Akademi Türkiye: Jürisinde yer almıştım. Son derece iyi düşünülmüş bir yarışma ve reality şov karışımıydı. Rahmetli senarist Meral Okay da jürideydi. Erken yaşta kaza sonucu hayata veda eden yerli Johnny Depp Barış Akarsu yarışmacıydı ve bu programla efsane olmuştu.
Yasemin Evcim ile Gece Jimnastiği: Televizyonun ilk çıktığı dönemde vamp kadın Yasemin gecenin bir vakti erotik çekim bir şov ve müzik eşliğinde İtalyanların Tutti Frutti’sini tek başına gerçekleştirdi.
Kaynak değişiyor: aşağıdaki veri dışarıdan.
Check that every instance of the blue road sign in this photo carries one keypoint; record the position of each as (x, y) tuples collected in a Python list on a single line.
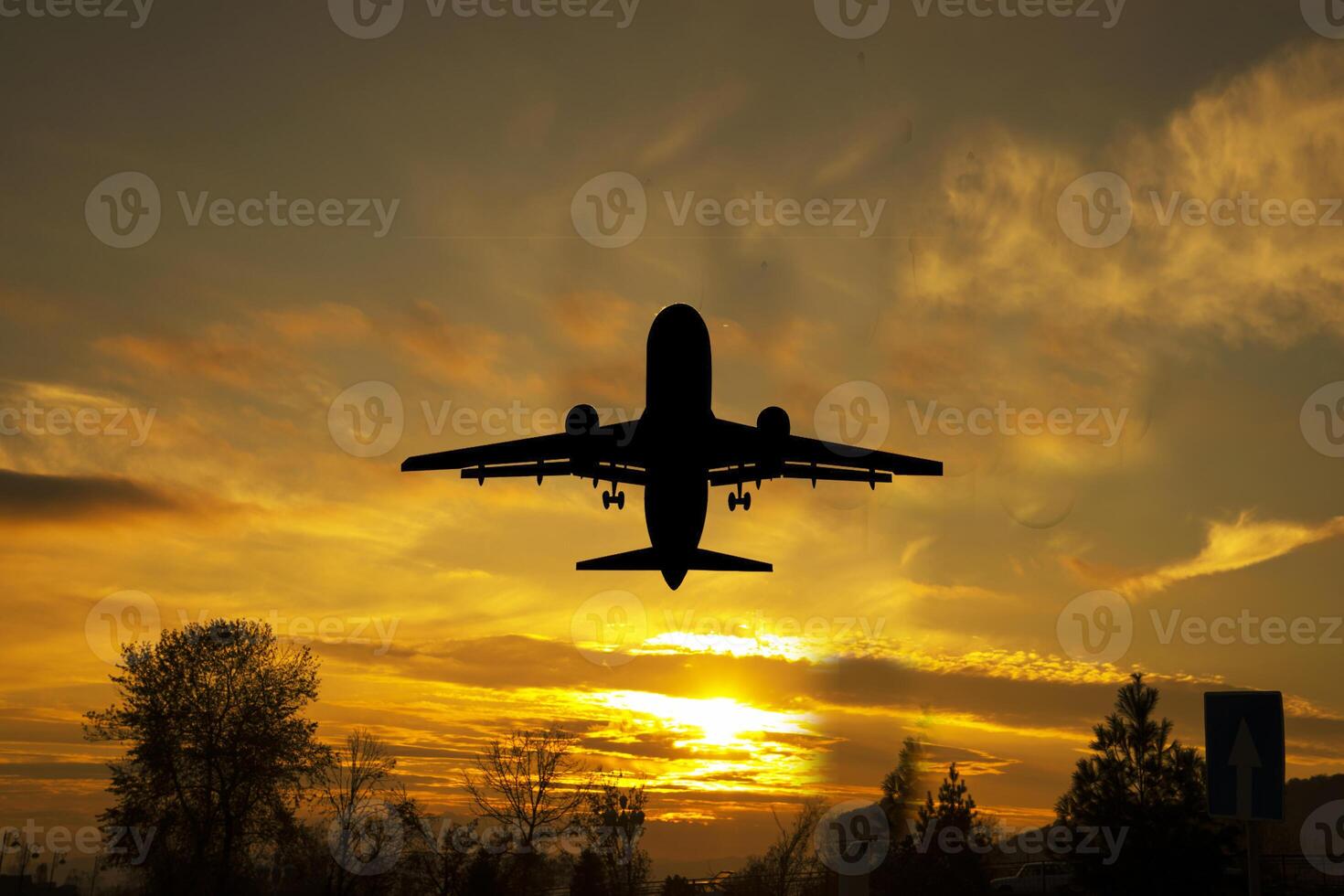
[(1243, 746)]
Çok erkek izleyici onun yüzünden sabah uyanmakta zorluk çekti. Jimnastikten başka herşeye benziyordu.
Şahane Pazar: Behzat ve Süheyl Uygur ikilisi yıllar boyunca sahnede yarattıkları harikaları ekranda yaratıyordu. İlginç tiplere ilginç oyunlar oynatıyorlardı. Kıymeti bilinmedi. Süheyl’in palyaçoyu andıran kostümleriyle dalga geçildi. Oysa ‘Şahane Pazar’ tıpkı ismi gibi şahane bir Pazar eğlencesiydi ve benzeri bir daha gelmedi.
Bizimkiler: Bugüne dek tek Türk disizini hiç kaçırmadan izledim. O da ‘Bizimkiler’ adında tadına doyum olmayan bir aile ve mahalle dizisiydi. Kahramanları gerçekti. Aramızdan birileri gibiydi ve tümü rollerinde mükemmeldi. Abartısız oynuyorlardı.
Dr. Stres: Tiyatrocu Nedim Saban’ın sempatisi ve güleryüzü sayesinde izleyicide stress kalmıyordu. Her ne kadar stres kelimesinin içindeki ‘r’yi söyleyemese de Dr Stres karakterini başarıyla ekrana getiren Nedim Saban, ekranda hasret kaldığımız isimlerden.
Yıldo: Önce ‘Süper Turnike’ diye bir yarışma sundu. Sonra gece yarısı bir talk şov yaptı. ‘Kafadan koparma’ deyimiyle Yıldo ne yaparsa yapsın dikkat çeken bir tipti.
Gece Kuşu: Okan Bayülgen televizyondaki en iyi programı ilk programıydı. Samimi ve basitti. İzleyiciyi yormuyor, eğlendiriyordu. Okan’ın telefonda beğenmediklerini ‘uçurduuum seni’ diye canlı yayından almasını izlemek büyük keyifti.
90 Dakika: Kenan Onuk zamanında Hıncal Uluç, Haşmet Babaoğlu harika bir uyum yakalamıştı. Kenan’dan sonra sihir bozuldu.
Özlediğim televizyon programları aslında maliyeti düşük basit formatlı programlar. Belki birgün bu hasret bitecek. Belki de böyle devam edecek!